Toxicology: Preclinical safety data: Mutagenicity: Olaparib showed no mutagenic potential, but was clastogenic in mammalian cells in vitro. When dosed orally to rats, olaparib induced micronuclei in bone marrow. This clastogenicity is consistent with the primary pharmacology of olaparib and indicates potential for genotoxicity in man.
Repeat-dose toxicity: In repeat-dose toxicity studies of up to 6 months duration in rats and dogs, daily oral doses of olaparib were well-tolerated. The major primary target organ for toxicity in both species was the bone marrow, with associated changes in peripheral haematology parameters. These findings occurred at exposures below those seen clinically and were largely reversible within 4 weeks of cessation of dosing. Studies using human bone marrow cells also showed that direct exposure to olaparib can result in toxicity to bone marrow cells in ex vivo assays.
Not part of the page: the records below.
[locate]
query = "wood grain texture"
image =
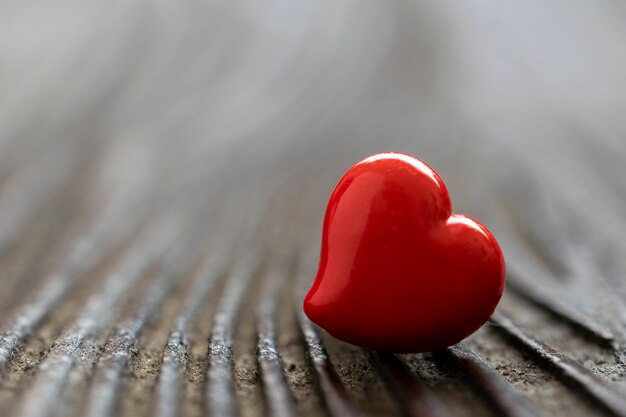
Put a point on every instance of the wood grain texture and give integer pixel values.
(164, 169)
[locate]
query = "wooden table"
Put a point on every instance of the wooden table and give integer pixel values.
(164, 169)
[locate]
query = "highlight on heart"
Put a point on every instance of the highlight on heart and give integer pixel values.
(398, 270)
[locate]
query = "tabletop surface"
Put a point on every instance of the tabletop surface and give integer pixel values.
(165, 166)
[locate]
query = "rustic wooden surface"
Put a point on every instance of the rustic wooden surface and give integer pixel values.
(164, 168)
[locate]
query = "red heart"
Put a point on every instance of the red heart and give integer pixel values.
(398, 271)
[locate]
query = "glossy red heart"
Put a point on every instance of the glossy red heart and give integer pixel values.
(398, 271)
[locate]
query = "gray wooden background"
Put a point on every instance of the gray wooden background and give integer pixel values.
(165, 165)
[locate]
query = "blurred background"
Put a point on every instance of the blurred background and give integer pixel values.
(165, 166)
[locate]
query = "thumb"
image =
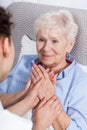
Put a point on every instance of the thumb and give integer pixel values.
(28, 84)
(42, 102)
(37, 84)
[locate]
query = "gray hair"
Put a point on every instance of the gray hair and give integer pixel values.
(61, 20)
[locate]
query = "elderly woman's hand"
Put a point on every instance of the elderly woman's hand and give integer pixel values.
(48, 81)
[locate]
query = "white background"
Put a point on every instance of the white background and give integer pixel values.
(81, 4)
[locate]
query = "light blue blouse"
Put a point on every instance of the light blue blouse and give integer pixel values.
(71, 89)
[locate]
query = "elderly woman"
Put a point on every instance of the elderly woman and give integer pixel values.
(55, 37)
(28, 98)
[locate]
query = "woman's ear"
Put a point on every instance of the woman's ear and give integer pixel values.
(70, 46)
(6, 47)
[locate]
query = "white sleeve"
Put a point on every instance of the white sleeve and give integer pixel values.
(9, 121)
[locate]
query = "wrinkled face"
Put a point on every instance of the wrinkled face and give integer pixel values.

Reproductive toxicology: Olaparib had no effect on fertility in male rats. In a female fertility study in rats, extended oestrus was observed in some animals although mating performance and fertility was not affected. Embryofoetal survival was reduced in this study.
In rat embryofoetal development studies, olaparib caused reduced embryofoetal survival, reduced foetal weight and foetal developmental abnormalities (including visceral and skeletal abnormalities, and major eye and vertebral/rib malformations) at dose levels that did not induce significant maternal toxicity.
Carcinogenicity: Carcinogenicity studies have not been conducted with olaparib.